A cross-country statistical analysis over the period 1970–2012 reveals that BRACED countries have been disproportionally affected by disasters, particularly those related to hydrometeorological hazards, when compared with other groups of developing countries. This suggests there are some commonalities between BRACED countries and helps justify and substantiate their selection to be included in this programme. However, when we look more closely at the types of hazards and impacts, the group is found to be heterogeneous. In Mauritania, Niger, Sudan and Kenya mortality rates are highest, whereas Ethiopia and Sudan have the largest numbers of people affected by disaster.
In this paper, authors create a typology of risk for BRACED countries that can be used to inform approaches to building resilience. Burkina Faso and Mali have a ‘mono-risk’ profile as they have experienced relatively few events, whereas Nepal has a ‘multi-risk’ profile and has experienced various disasters over the 42 year period analysed. Meanwhile, droughts have had a disproportionate effect compared with other climate-related hazards, especially in Africa, whereas floods have been very frequent in all BRACED countries.

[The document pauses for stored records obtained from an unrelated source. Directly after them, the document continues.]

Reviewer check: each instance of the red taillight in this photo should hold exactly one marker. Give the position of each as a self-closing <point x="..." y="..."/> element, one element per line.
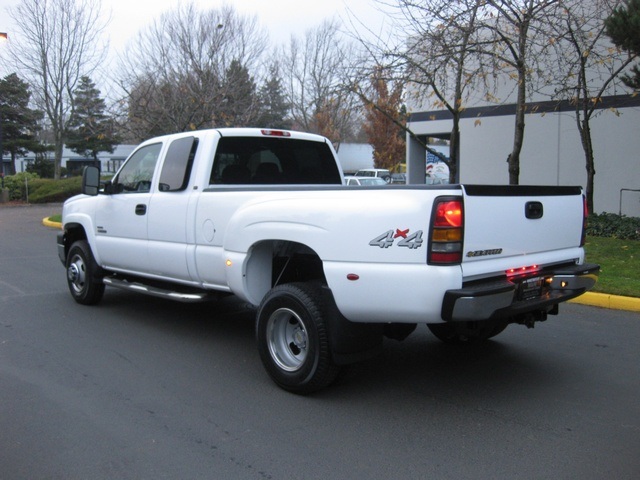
<point x="275" y="133"/>
<point x="512" y="272"/>
<point x="449" y="214"/>
<point x="445" y="241"/>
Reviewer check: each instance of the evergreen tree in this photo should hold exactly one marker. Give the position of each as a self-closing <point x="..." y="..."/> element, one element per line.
<point x="623" y="27"/>
<point x="274" y="108"/>
<point x="89" y="130"/>
<point x="19" y="122"/>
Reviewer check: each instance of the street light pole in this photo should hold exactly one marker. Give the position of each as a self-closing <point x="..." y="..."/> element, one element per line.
<point x="3" y="38"/>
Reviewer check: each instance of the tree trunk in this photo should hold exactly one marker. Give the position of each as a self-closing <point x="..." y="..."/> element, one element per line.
<point x="587" y="145"/>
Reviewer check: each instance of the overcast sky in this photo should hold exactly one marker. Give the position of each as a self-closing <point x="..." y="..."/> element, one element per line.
<point x="281" y="18"/>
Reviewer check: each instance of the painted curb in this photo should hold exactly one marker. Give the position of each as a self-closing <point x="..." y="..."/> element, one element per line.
<point x="606" y="300"/>
<point x="593" y="299"/>
<point x="48" y="223"/>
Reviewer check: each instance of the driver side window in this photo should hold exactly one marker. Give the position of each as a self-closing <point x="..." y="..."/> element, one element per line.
<point x="136" y="175"/>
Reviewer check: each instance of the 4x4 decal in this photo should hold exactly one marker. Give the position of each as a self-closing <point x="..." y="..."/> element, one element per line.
<point x="409" y="240"/>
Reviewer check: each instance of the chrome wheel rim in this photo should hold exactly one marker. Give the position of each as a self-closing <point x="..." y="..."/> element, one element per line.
<point x="77" y="274"/>
<point x="287" y="339"/>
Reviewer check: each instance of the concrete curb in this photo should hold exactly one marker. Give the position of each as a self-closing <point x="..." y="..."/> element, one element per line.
<point x="603" y="300"/>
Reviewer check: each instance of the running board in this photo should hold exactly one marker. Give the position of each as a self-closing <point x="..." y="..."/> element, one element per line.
<point x="185" y="297"/>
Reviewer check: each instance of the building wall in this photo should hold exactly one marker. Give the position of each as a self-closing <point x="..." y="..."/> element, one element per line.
<point x="552" y="153"/>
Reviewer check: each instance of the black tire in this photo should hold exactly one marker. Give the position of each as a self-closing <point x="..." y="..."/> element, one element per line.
<point x="466" y="332"/>
<point x="293" y="340"/>
<point x="83" y="274"/>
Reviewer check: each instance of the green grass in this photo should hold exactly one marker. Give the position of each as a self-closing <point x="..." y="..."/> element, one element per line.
<point x="619" y="261"/>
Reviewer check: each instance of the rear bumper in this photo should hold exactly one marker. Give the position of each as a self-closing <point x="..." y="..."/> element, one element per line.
<point x="504" y="298"/>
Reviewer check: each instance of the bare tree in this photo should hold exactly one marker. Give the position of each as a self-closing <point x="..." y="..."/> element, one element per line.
<point x="588" y="65"/>
<point x="436" y="61"/>
<point x="518" y="37"/>
<point x="315" y="69"/>
<point x="176" y="75"/>
<point x="56" y="44"/>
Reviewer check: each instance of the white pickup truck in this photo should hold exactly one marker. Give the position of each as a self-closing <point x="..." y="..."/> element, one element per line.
<point x="331" y="269"/>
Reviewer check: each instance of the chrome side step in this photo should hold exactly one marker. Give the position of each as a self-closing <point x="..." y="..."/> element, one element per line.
<point x="185" y="297"/>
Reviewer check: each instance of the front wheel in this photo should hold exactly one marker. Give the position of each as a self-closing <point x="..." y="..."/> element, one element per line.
<point x="293" y="340"/>
<point x="83" y="274"/>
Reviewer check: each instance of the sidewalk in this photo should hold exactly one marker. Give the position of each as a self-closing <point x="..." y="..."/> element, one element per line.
<point x="593" y="299"/>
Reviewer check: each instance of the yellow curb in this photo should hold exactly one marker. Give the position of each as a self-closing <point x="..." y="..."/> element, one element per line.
<point x="606" y="300"/>
<point x="48" y="223"/>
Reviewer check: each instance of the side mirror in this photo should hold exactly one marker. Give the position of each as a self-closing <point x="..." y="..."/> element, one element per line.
<point x="90" y="180"/>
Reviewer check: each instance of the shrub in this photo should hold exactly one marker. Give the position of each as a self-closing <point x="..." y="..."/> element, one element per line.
<point x="614" y="226"/>
<point x="41" y="190"/>
<point x="16" y="184"/>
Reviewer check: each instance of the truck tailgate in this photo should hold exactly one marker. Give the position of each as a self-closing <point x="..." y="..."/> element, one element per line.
<point x="519" y="226"/>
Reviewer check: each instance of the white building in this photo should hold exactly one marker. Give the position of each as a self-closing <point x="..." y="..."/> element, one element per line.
<point x="552" y="152"/>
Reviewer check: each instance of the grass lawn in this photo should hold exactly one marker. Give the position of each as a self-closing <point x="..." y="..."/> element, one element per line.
<point x="619" y="261"/>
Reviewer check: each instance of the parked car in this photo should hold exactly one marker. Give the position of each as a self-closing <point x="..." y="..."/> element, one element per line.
<point x="398" y="178"/>
<point x="368" y="181"/>
<point x="375" y="172"/>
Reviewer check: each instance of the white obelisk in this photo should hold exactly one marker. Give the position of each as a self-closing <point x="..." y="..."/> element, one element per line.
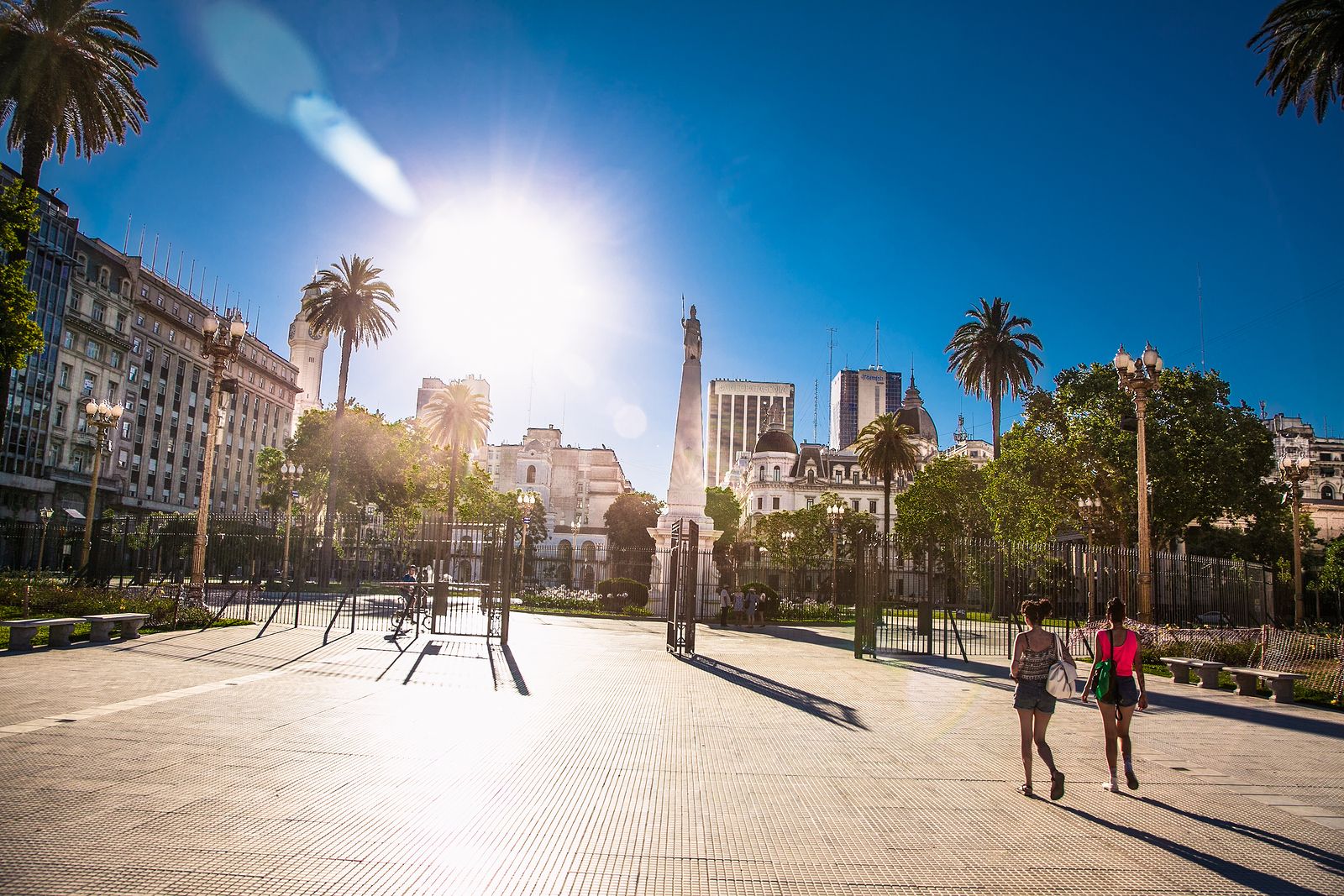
<point x="685" y="490"/>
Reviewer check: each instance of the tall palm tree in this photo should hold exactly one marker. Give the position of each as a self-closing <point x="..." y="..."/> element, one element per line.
<point x="992" y="355"/>
<point x="1305" y="54"/>
<point x="457" y="419"/>
<point x="886" y="449"/>
<point x="67" y="74"/>
<point x="351" y="301"/>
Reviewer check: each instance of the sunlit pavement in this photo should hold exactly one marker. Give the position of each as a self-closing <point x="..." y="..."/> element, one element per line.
<point x="585" y="759"/>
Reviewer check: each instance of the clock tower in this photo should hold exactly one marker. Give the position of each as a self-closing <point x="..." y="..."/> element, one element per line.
<point x="306" y="352"/>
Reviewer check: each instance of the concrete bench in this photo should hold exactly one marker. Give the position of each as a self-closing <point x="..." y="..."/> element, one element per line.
<point x="22" y="631"/>
<point x="101" y="625"/>
<point x="1281" y="683"/>
<point x="1206" y="669"/>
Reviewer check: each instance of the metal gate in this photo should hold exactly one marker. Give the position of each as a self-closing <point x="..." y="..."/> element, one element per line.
<point x="682" y="586"/>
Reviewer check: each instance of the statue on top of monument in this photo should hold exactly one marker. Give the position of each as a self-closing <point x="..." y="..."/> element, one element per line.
<point x="692" y="336"/>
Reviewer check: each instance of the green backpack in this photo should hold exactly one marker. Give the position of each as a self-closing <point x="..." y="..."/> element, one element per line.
<point x="1105" y="676"/>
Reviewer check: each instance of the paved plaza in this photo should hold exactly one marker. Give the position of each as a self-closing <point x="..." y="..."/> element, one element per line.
<point x="585" y="759"/>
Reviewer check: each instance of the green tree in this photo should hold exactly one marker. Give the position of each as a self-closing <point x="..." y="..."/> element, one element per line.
<point x="886" y="449"/>
<point x="1304" y="46"/>
<point x="992" y="354"/>
<point x="20" y="336"/>
<point x="351" y="301"/>
<point x="629" y="519"/>
<point x="67" y="74"/>
<point x="457" y="419"/>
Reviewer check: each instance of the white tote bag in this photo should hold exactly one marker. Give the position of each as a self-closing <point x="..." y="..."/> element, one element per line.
<point x="1059" y="680"/>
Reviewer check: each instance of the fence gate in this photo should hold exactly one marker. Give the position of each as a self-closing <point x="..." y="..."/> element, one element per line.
<point x="682" y="586"/>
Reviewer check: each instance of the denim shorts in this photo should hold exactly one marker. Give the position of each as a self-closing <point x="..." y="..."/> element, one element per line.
<point x="1126" y="691"/>
<point x="1032" y="694"/>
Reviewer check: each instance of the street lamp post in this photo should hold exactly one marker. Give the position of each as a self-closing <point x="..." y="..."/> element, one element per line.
<point x="221" y="344"/>
<point x="289" y="474"/>
<point x="42" y="542"/>
<point x="788" y="557"/>
<point x="101" y="417"/>
<point x="1089" y="508"/>
<point x="526" y="503"/>
<point x="1294" y="470"/>
<point x="1140" y="376"/>
<point x="835" y="515"/>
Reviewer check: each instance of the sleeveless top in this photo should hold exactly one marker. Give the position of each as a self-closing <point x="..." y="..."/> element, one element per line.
<point x="1035" y="664"/>
<point x="1124" y="654"/>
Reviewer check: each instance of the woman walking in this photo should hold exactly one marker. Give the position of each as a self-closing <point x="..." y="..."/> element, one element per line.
<point x="1032" y="654"/>
<point x="1120" y="647"/>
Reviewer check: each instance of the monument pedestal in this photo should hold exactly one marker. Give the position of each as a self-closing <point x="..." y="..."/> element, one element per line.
<point x="660" y="574"/>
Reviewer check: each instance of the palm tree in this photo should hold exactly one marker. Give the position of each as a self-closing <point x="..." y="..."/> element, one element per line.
<point x="1305" y="54"/>
<point x="886" y="449"/>
<point x="349" y="301"/>
<point x="456" y="418"/>
<point x="67" y="73"/>
<point x="990" y="358"/>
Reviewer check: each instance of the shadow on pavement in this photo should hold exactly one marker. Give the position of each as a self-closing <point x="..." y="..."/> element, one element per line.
<point x="1233" y="871"/>
<point x="1331" y="862"/>
<point x="823" y="708"/>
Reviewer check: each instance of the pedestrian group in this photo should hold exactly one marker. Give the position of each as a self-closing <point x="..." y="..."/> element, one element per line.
<point x="1046" y="672"/>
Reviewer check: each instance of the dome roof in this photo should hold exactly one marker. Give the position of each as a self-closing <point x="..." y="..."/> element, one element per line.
<point x="914" y="416"/>
<point x="776" y="441"/>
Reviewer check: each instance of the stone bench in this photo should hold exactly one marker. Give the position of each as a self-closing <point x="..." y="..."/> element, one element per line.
<point x="102" y="624"/>
<point x="1281" y="683"/>
<point x="1206" y="669"/>
<point x="22" y="631"/>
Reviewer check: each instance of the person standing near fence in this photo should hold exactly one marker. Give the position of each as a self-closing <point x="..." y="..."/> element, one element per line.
<point x="1115" y="671"/>
<point x="1032" y="654"/>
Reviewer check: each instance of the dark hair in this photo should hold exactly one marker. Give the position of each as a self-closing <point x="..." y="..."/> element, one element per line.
<point x="1116" y="610"/>
<point x="1037" y="610"/>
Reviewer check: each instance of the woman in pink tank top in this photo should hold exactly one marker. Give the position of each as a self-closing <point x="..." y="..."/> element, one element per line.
<point x="1117" y="705"/>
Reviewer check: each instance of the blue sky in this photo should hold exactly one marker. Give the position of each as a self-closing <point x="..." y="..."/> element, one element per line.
<point x="577" y="168"/>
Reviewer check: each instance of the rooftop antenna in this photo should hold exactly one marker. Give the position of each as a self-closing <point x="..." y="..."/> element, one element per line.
<point x="1200" y="291"/>
<point x="815" y="399"/>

This paper looks at how the national economies of different sets of developing countries are affected by disasters and have been able to ‘bounce back’ afterwards. The findings confirm a negative significant effect of disasters on economic growth: a climate event that affects 1% of the population contributes to a reduction in gross domestic product of 0.05% on average. In particular, the negative effects of climate-induced events are highly significant and important in landlocked countries, a category that includes many BRACED countries. More specifically in BRACED countries, shocks seem to be absorbed one year following a disaster, but there is a negative impact on economic growth three years following a disaster. A sharp increase in international assistance could be one explanation for the upward trend witnessed in the year following the disasters; in this case, a slowdown in the third year may be happening as a result of aid withdrawal and/or the incapacity of these countries to smooth aid flows in time. Overall, the analysis suggests disasters do not prompt a temporary economic boom, as has been previously suggested (Skidmore and Toya, 2007).
This analysis of economic resilience in BRACED countries highlights a number of important issues of relevance to aid agencies engaging in resilience-building programmes. The disproportional attention paid to larger, rarer, events over smaller, more frequent, events may be misguided. There is also a clear need to consider the range of risks and types of impacts when considering interventions, as there is wide variation across the BRACED sample, despite the fact that all these countries can be broadly categorised as disaster-prone. A more in-depth analysis is also needed to assess the impact of aid on countries’ economic recovery process, as this could be undermining longer-term efforts to build resilience.